Il cammino di una sovrana
La storia di Teodolinda inizia nel 570 a Ratisbona, in un tempo in cui l'Europa cercava nuovi equilibri tra le genti e la fede. Giunta nel regno dei Longobardi, la sua esistenza fu segnata da passaggi cruciali: le nozze con il re Autari e, dopo la morte di questi, il matrimonio con il duca Agilulfo. In ogni luogo in cui dimorò, da Pavia a Torino fino a Ravenna, la regina seppe distinguersi per una condotta ispirata ai valori evangelici. La sua scelta di stabilire la residenza reale a Monza non fu un semplice atto di governo, ma un gesto di profonda intenzione religiosa, poiché lì volle fondare una chiesa che diventasse il centro spirituale del suo popolo.
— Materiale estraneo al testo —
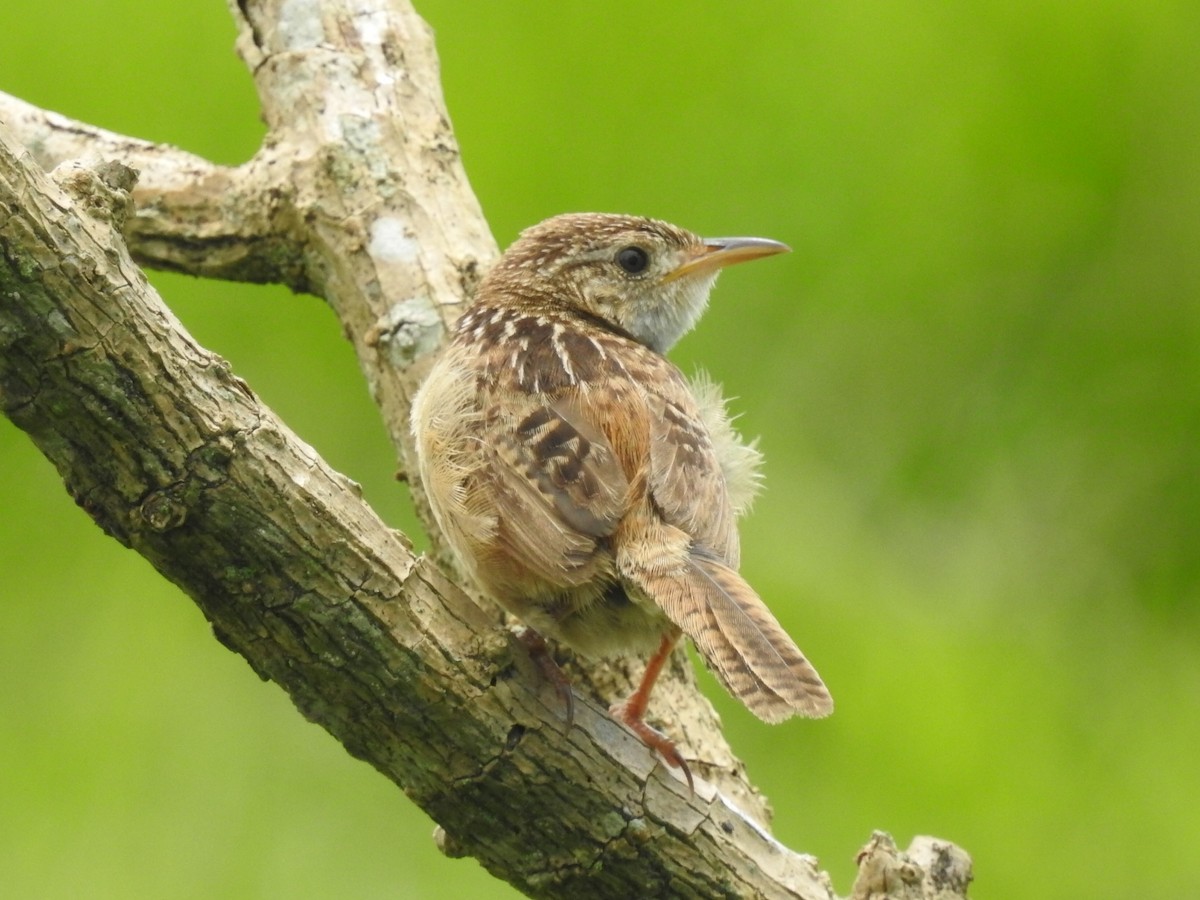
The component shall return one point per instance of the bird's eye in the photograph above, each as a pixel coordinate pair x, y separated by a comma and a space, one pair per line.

La sua azione diplomatica trovò un interlocutore d'eccezione in papa Gregorio Magno, con il quale intrattenne un fitto scambio epistolare. Questa corrispondenza non fu solo un esercizio di cortesia regale, ma un vero pilastro per la conversione dei Longobardi al cattolicesimo. Teodolinda agì come un ponte, colmando distanze che sembravano incolmabili. Un altro momento fondamentale del suo operato fu il sostegno dato a san Colombano per la fondazione del monastero di Bobbio, un centro di cultura e preghiera che avrebbe irradiato la luce del Vangelo in tutta la regione. La sua vita, conclusasi a Monza nel 627, resta una testimonianza di come la fede possa trasformare il cuore di un intero popolo, orientando le scelte di chi governa verso la costruzione di una civiltà fondata sull'ascolto e sulla ricerca della verità.
Una memoria viva
Il ricordo di Teodolinda è profondamente intrecciato alla storia e alla liturgia di Monza. Sebbene la sua figura non sia stata oggetto di una canonizzazione formale, la devozione popolare e la stima del clero locale hanno conservato intatta la memoria della sua opera benevola. La sua figura è circondata da una discrezione che ne esalta la nobiltà d'animo, quella di una donna che ha saputo coniugare le esigenze della corona con l'umiltà del servizio cristiano. Ogni anno, la comunità monzese si raccoglie nel ricordo di colei che ha saputo fondere le tradizioni di un popolo guerriero con la mitezza del messaggio cristiano.
La celebrazione del 22 gennaio non è solo un rito, ma un invito a riflettere sulla tenacia di questa regina nel cercare Dio tra le vicende tumultuose del suo tempo. La sua eredità, custodita nel cuore della città che scelse come dimora, parla ancora oggi a chi cerca nella storia esempi di dedizione al bene comune e alla cura dell'anima. Teodolinda rimane, nel silenzio dei secoli, una madre che ha saputo accompagnare il suo popolo verso una nuova primavera spirituale, lasciando in dono una terra in cui la fede ha trovato dimora stabile e feconda.
Domande frequenti
Quando si festeggia Santa Teodolinda?
La memoria di Teodolinda è celebrata dal clero monzese il 22 gennaio, data della sua morte avvenuta nel 627.